Август 1942 года
Без пяти минут пять Гвен отправилась в хлев, как велел Джордж. По пути она гадала, не следовало ли заварить чай. Сколько времени уйдет на дойку ста двадцати коров? По минуте на корову? По десять минут? По полчаса? Определенно стоило поставить чайник.
При виде соседа по имени Роберт Ларсен Гвен удивилась. Такой старый! Наверное, в отцы ей годится. Высокий, крепкий, будто обгоревший на солнце, он болтал без умолку, смеялся над собственными шутками и часто путал слова. Рассказывал, что у него есть жена Барбара и сын Колин, которому пятнадцать и который готов помогать Джорджу с Гвен доить коров, потому что работы у Колина нет, но по ферме он умеет все. Интересно, подумала Гвен, почему у Колина нет работы?
– Разве он не помогает вам, Роберт?
– Доение – это не для меня, Гвен. Я ему двадцать шесть лет отдал, хватит. Однажды проснулся, а мое самосознание, видать, работало сверхурочно, пока я спал, потому как я открыл глаза и заявил: «Дни твоей возни с молоком миновали, Роберт Ларсен!» Как раз настало время доить коров, а я взял да и продал их всех до одной, в тот же день. Вернулся с несколькими телочками.
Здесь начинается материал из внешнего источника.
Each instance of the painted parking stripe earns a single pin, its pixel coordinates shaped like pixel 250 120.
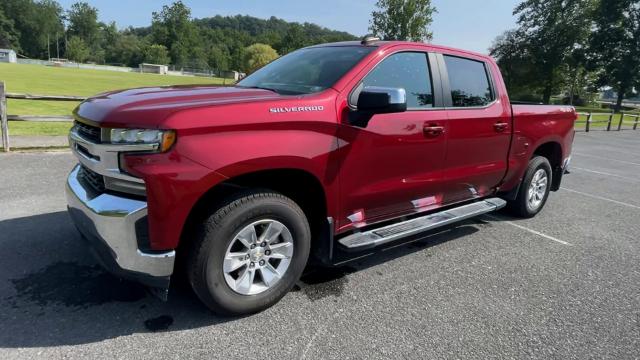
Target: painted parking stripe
pixel 604 158
pixel 535 232
pixel 601 198
pixel 605 173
К ним я ни разу быка не подпускал и на бычий рев! Поэтому своих телят они не приносили и в дойке не нуждались. «Покупай, выращивай и продавай!» – вот как я говорю. Случилось это добрых восемь лет назад, и я ни дня не пожалел.
Джордж вел себя с Робертом приветливее некуда, улыбался и хохотал над шутками и байками. Наблюдая за мужем, Гвен решила, что в его недавней вспышке виноваты нервы, все-таки новая жизнь впереди… Он даже с улыбкой подмигнул Гвен, услышав от Роберта:
– Сейчас почистим все дезинсектором.
Да, Джордж – добрый человек, просто он переживает из-за перемен: жена, ферма, неизвестное будущее…
Однако, вернувшись в дом и обнаружив отсутствие готового чая, Джордж потемнел лицом.
– Не могу же я доить по утрам и вечерам – и приходить к пустому столу. На нем должна ждать еда!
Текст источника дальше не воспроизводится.